Souvent, je me rend compte que les idées que j’avais il y a 10 ou 15 ans ne sont au final pas si différentes des idées que j’ai aujourd’hui. J’ai simplement gagné en rigueur et en profondeur de champ. Je peux justifier beaucoup plus de choses et je suis donc beaucoup moins contraint de faire une confiance aveugle à des influenceurs culturels.
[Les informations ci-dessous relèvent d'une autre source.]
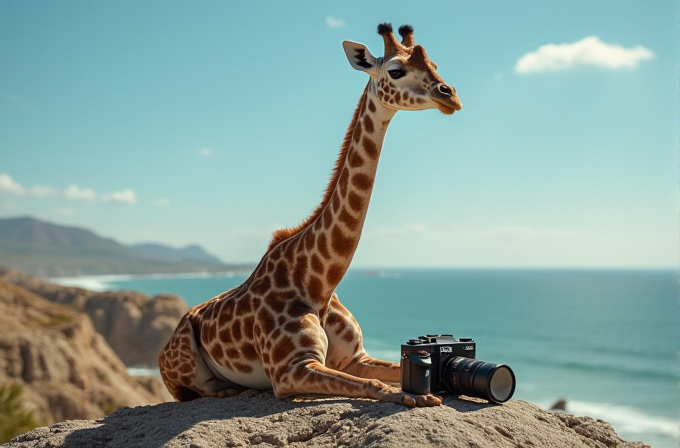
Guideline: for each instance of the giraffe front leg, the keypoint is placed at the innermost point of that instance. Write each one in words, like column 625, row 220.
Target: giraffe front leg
column 297, row 366
column 364, row 366
column 345, row 348
column 312, row 377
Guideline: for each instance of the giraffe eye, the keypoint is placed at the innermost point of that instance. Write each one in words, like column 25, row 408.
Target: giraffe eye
column 397, row 73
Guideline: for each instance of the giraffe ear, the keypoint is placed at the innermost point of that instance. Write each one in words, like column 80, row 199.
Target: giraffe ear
column 359, row 57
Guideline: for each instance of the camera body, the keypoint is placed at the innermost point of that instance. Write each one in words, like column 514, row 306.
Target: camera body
column 440, row 348
column 443, row 363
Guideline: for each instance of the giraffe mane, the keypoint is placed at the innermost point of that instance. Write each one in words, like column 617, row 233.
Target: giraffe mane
column 283, row 234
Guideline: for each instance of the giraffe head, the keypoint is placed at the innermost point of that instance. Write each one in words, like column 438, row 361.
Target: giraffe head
column 404, row 78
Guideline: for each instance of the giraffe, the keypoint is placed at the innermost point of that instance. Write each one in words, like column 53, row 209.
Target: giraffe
column 284, row 327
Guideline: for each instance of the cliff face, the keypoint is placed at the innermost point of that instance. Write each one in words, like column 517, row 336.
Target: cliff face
column 135, row 326
column 258, row 418
column 66, row 368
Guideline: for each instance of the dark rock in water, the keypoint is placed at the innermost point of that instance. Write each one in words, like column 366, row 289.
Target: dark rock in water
column 258, row 418
column 560, row 405
column 136, row 326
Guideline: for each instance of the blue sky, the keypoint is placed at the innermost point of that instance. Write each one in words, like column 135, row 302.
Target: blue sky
column 217, row 122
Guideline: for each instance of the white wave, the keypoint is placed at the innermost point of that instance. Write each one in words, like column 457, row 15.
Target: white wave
column 92, row 282
column 143, row 371
column 626, row 419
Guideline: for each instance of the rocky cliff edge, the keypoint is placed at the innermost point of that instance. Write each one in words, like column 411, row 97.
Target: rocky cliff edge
column 259, row 419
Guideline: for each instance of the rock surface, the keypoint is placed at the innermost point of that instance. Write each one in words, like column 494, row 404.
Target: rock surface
column 135, row 326
column 259, row 419
column 66, row 368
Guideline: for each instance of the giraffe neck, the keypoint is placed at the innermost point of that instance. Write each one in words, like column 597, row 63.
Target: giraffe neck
column 319, row 252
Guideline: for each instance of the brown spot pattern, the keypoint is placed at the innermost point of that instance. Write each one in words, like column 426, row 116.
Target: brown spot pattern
column 314, row 286
column 281, row 274
column 350, row 221
column 317, row 265
column 356, row 202
column 370, row 148
column 341, row 244
column 371, row 106
column 355, row 160
column 334, row 274
column 368, row 124
column 322, row 246
column 362, row 181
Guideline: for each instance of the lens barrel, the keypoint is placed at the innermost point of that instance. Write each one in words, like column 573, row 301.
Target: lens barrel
column 476, row 378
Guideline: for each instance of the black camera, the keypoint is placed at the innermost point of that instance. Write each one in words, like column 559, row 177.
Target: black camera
column 441, row 363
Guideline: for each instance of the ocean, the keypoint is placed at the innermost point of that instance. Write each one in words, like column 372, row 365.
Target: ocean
column 606, row 341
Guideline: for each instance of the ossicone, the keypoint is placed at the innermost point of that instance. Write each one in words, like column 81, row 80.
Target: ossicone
column 406, row 33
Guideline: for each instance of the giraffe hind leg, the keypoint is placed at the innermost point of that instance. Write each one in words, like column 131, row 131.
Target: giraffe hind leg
column 183, row 370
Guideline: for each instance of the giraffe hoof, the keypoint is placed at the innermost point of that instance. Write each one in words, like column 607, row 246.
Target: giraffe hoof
column 408, row 401
column 224, row 393
column 428, row 400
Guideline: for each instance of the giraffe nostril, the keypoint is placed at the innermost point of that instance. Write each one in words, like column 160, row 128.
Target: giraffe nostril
column 446, row 90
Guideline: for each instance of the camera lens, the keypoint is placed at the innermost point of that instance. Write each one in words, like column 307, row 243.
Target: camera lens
column 475, row 378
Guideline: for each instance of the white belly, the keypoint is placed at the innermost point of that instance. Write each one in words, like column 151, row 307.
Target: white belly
column 256, row 379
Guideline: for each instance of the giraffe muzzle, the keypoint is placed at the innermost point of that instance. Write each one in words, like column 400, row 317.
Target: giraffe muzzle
column 446, row 99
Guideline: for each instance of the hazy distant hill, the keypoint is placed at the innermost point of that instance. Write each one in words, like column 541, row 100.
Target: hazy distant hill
column 49, row 250
column 192, row 252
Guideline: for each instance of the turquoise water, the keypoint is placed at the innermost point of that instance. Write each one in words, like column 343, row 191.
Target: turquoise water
column 604, row 340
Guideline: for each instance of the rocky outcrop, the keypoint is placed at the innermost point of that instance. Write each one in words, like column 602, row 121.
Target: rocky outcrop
column 136, row 326
column 66, row 368
column 259, row 419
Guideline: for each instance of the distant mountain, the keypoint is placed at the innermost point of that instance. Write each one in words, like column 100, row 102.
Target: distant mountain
column 49, row 250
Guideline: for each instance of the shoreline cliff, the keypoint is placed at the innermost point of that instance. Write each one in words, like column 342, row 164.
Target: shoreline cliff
column 256, row 418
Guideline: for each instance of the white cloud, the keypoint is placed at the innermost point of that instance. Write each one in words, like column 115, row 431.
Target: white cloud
column 75, row 193
column 491, row 233
column 333, row 22
column 587, row 51
column 43, row 191
column 126, row 196
column 9, row 185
Ce que j’observe, aussi, c’est qu’une large part de ce que je suis vient de mon éducation, et je suis reconnaissant de voir que certaines des qualités qui me sont les plus utiles à moi et aux autres aujourd’hui sont des qualités qui m’ont été enseignées par mes parents. 

Aujourd’hui, je suis en train de devenir progressivement une sorte de spécialiste de la non-violence, et j’apprend peu à peu à progresser en tant que médiateur de conflits. J’apprend de mes erreurs car, bien qu’ayant lu des livres et participé à des formations, il me manque encore beaucoup de l’essentiel: l’expérience empirique, pratique. 

Du haut de mes 28 ans et de mes 2 ans de pratique du processus de la CNV, j’apprend tous les jours  de mes erreurs.
Et j’ai envie de restituer deux souvenirs qui, rétrospectivement, m’ont marqué en tant qu’ils étaient une démonstration de sagesse qui m’a beaucoup appris, sur la manière de désamorcer la violence.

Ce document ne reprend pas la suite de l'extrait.